It may be the nightmare all parents fear: watching a child deal with an illness doctors cannot seem to diagnose, let alone treat.
For one Bonney Lake couple and their 11-year-old son, the illness is Kawasaki disease. Bill and Jennifer Bevaart had never heard of it, and it turned out many physicians didn’t know much more.
“I met an emergency room physician who sees children all the time, and he was not aware of the disease,” said Dr. Michael Portman. “It can be hard to diagnose because it can mirror many childhood diseases.”
Portman directs the Kawasaki disease center at Children’s Hospital in Seattle, which treats an average of 50 Northwest patients a year.
Last year, one of them was William Bevaart.
The oldest of four children, William began his journey through the medical system one day last September when he was 10.
“William is energetic, active in Tae Kwon Do, and he came home from school and fell asleep. That wasn’t like him,” his mother Jennifer said. “He had a 103-degree temperature. His regular doctor was unavailable, so we we were referred to another doctor.
“They diagnosed William with a sinus infection, gave him some antibiotics and sent him home.”
The next day, the fever remained high. Jennifer took him to an urgent-care clinic, where he was diagnosed with walking pneumonia, given a different antibiotic and sent home.
The following morning, he had a rash. The fever remained over 100 degrees. He was sleeping 12 hours a night.
“I thought he was worn out from school, maybe had a virus. I didn’t think anything of it,” said his father, Bill.
Jennifer couldn’t shake a nagging fear.
“I just knew something wasn’t right; call it mother’s intuition,” Jennifer said. “I took him to St. Elizabeth’s emergency room in Enumclaw.”
There, doctors took a chest X-ray, examined William and advised Jennifer to let the medication run its course.
She waited two days.
“The whites of William’s eyes turned red, the fever was still there. I finally reached his regular doctor, Sarah Dicugno, and she checked him out thoroughly.”
Dicugno, a nurse practitioner, took throat and nose cultures, then a blood test. She sent William home, told Jennifer to keep him on the antibiotics and promised to call with the test results.
“She called that night and said, ‘OK, are you sitting down?’” Jennifer recalled.
Dicugno said she’d been researching all afternoon.
“She feared it was Kawasaki disease or scarlet fever,” Jennifer said. “Sarah told me in 17 years of practice, she’d only had one case of Kawasaki disease, but she told me to leave right then and take William to Mary Bridge Children's Hospital.”
Jennifer called her husband, a sewer maintenance worker who was on a job in Bellingham.
“She said ‘Kawasaki disease’, and I’d never heard of it, so I looked it up online,” Bill said. “As soon as I saw it affected a child’s heart, I slammed the computer shut and took off.”
By 1 a.m., William was at Mary Bridge in Tacoma receiving intravenous gamma immunoglobulins, used to boost the immune system. An echocardiogram found an aneurysm near his heart.
A cardiologist told the family that William was rejecting the treatments, and an expert in San Diego was called. William was started on a large dose of Remicade, a drug used most often against arthritis.
Ten days later, the fever remained and William was sent to Seattle Children’s Hospital — and Dr. Portman.
The good news was that a team of doctors was put on the case — specialists in cardiology, pediatrics, rheumatology and infectious diseases.
The bad news was that William now had two aneurysms near his heart, and later would develop a third.
“It was scary,” William recalled this week. “I was afraid I was going to have a heart attack.”
He had reason. The literature available through Children’s Hospital says Kawasaki disease —named for Tomisaku Kawasaki, the Japanese pediatrician who first described in it 1967 — can cause life-long aneurysms and is the most common cause of permanent heart disease in children.

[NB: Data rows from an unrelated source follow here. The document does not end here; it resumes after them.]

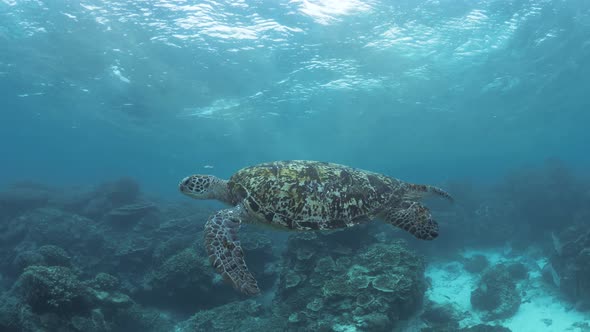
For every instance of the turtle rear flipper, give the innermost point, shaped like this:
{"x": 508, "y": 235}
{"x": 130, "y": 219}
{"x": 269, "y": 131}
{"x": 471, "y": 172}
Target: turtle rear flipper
{"x": 414, "y": 218}
{"x": 225, "y": 252}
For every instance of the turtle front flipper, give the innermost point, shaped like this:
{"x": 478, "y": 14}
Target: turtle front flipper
{"x": 225, "y": 251}
{"x": 414, "y": 218}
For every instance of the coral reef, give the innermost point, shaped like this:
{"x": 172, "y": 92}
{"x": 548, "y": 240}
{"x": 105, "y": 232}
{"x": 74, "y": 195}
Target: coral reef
{"x": 496, "y": 294}
{"x": 371, "y": 288}
{"x": 569, "y": 266}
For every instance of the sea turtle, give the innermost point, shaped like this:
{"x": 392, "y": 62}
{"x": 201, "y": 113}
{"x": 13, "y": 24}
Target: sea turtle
{"x": 302, "y": 195}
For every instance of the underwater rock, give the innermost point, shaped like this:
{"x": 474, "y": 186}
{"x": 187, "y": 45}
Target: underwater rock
{"x": 244, "y": 316}
{"x": 370, "y": 288}
{"x": 52, "y": 289}
{"x": 182, "y": 278}
{"x": 128, "y": 215}
{"x": 441, "y": 316}
{"x": 496, "y": 294}
{"x": 48, "y": 255}
{"x": 570, "y": 271}
{"x": 476, "y": 263}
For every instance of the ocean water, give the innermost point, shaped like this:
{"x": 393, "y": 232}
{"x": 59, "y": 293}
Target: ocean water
{"x": 486, "y": 99}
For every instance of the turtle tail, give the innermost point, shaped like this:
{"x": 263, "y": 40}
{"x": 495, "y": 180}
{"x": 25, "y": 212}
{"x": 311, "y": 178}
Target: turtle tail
{"x": 418, "y": 191}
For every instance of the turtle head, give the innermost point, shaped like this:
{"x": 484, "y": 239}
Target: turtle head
{"x": 201, "y": 186}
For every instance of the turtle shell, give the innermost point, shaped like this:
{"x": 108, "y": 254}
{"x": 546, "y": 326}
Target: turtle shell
{"x": 311, "y": 195}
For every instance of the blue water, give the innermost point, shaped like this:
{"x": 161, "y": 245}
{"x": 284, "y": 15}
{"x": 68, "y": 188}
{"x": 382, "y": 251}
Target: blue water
{"x": 429, "y": 91}
{"x": 425, "y": 90}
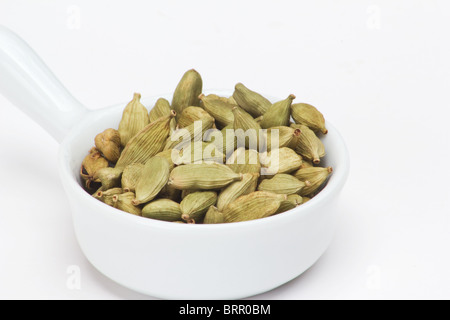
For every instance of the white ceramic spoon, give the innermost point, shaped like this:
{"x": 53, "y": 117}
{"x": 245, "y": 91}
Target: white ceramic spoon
{"x": 162, "y": 259}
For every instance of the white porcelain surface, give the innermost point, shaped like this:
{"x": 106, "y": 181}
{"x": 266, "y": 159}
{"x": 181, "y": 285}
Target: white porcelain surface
{"x": 161, "y": 259}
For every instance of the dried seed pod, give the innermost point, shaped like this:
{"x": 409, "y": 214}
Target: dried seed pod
{"x": 193, "y": 132}
{"x": 278, "y": 114}
{"x": 92, "y": 163}
{"x": 250, "y": 101}
{"x": 316, "y": 177}
{"x": 108, "y": 142}
{"x": 249, "y": 136}
{"x": 244, "y": 161}
{"x": 287, "y": 137}
{"x": 131, "y": 175}
{"x": 213, "y": 216}
{"x": 124, "y": 202}
{"x": 147, "y": 143}
{"x": 134, "y": 119}
{"x": 192, "y": 114}
{"x": 256, "y": 205}
{"x": 283, "y": 160}
{"x": 106, "y": 196}
{"x": 162, "y": 209}
{"x": 309, "y": 145}
{"x": 162, "y": 109}
{"x": 292, "y": 201}
{"x": 187, "y": 91}
{"x": 154, "y": 177}
{"x": 237, "y": 189}
{"x": 197, "y": 151}
{"x": 195, "y": 205}
{"x": 219, "y": 109}
{"x": 309, "y": 116}
{"x": 202, "y": 176}
{"x": 282, "y": 184}
{"x": 110, "y": 177}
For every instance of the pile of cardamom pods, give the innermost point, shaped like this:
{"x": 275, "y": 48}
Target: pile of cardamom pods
{"x": 179, "y": 162}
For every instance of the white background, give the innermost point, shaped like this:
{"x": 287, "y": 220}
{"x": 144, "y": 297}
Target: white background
{"x": 378, "y": 70}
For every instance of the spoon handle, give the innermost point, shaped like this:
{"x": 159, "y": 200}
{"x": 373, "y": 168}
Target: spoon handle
{"x": 28, "y": 83}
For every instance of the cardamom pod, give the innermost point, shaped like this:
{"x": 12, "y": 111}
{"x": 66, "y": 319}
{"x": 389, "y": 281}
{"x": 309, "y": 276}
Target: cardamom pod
{"x": 237, "y": 189}
{"x": 244, "y": 161}
{"x": 187, "y": 91}
{"x": 202, "y": 176}
{"x": 92, "y": 163}
{"x": 108, "y": 142}
{"x": 246, "y": 129}
{"x": 193, "y": 132}
{"x": 192, "y": 114}
{"x": 110, "y": 177}
{"x": 256, "y": 205}
{"x": 282, "y": 160}
{"x": 147, "y": 143}
{"x": 162, "y": 209}
{"x": 286, "y": 137}
{"x": 309, "y": 145}
{"x": 197, "y": 151}
{"x": 154, "y": 177}
{"x": 219, "y": 109}
{"x": 309, "y": 116}
{"x": 278, "y": 114}
{"x": 213, "y": 216}
{"x": 134, "y": 119}
{"x": 162, "y": 109}
{"x": 250, "y": 101}
{"x": 195, "y": 205}
{"x": 124, "y": 202}
{"x": 282, "y": 184}
{"x": 106, "y": 196}
{"x": 292, "y": 201}
{"x": 316, "y": 177}
{"x": 130, "y": 176}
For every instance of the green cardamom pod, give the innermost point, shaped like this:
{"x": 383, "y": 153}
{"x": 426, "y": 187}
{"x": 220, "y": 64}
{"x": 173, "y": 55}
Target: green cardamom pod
{"x": 292, "y": 201}
{"x": 147, "y": 143}
{"x": 162, "y": 209}
{"x": 92, "y": 163}
{"x": 285, "y": 137}
{"x": 134, "y": 119}
{"x": 236, "y": 189}
{"x": 124, "y": 202}
{"x": 193, "y": 132}
{"x": 282, "y": 184}
{"x": 108, "y": 143}
{"x": 195, "y": 205}
{"x": 315, "y": 178}
{"x": 309, "y": 116}
{"x": 154, "y": 177}
{"x": 213, "y": 216}
{"x": 256, "y": 205}
{"x": 278, "y": 114}
{"x": 202, "y": 176}
{"x": 282, "y": 160}
{"x": 309, "y": 145}
{"x": 244, "y": 161}
{"x": 247, "y": 130}
{"x": 192, "y": 114}
{"x": 250, "y": 101}
{"x": 187, "y": 91}
{"x": 162, "y": 109}
{"x": 130, "y": 176}
{"x": 106, "y": 196}
{"x": 110, "y": 177}
{"x": 218, "y": 108}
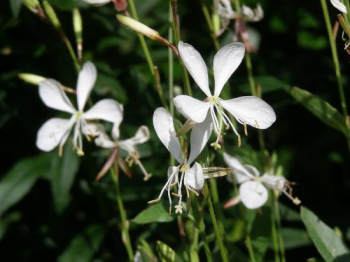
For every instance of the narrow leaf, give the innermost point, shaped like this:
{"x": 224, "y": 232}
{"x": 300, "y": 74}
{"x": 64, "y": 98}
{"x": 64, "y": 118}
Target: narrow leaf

Portman and his team began treating William with Prednisone, a steroid used to ease inflammation. In all, there were four hospitalizations.
Last week, William returned to 5th grade at Bonney Lake Elementary School. His mother fears he suffers from post-traumatic stress disorder. If so, he hides it well.
“William’s smile and courage make him an inspiration,” school Principal Sandy Miller said.
William goes to Seattle every two weeks for checkups. Two of the aneurysms have been reduced, but he’s been told to avoid strenuous activities, including Tae Kwon Do.
“I’m getting better, but I’d like to help my mother spread the word on Kawasaki disease,” William said. “I’d like to be a cardiologist, help kids who are in my situation. It’s a scary thing to go through for a kid.”
Jennifer refuses to be angry.
“We had misdiagnoses three, four times, but it wasn’t incompetence,” Jennifer said. “The information just isn’t out there. It’s on the shoulders of parents to spread the word.”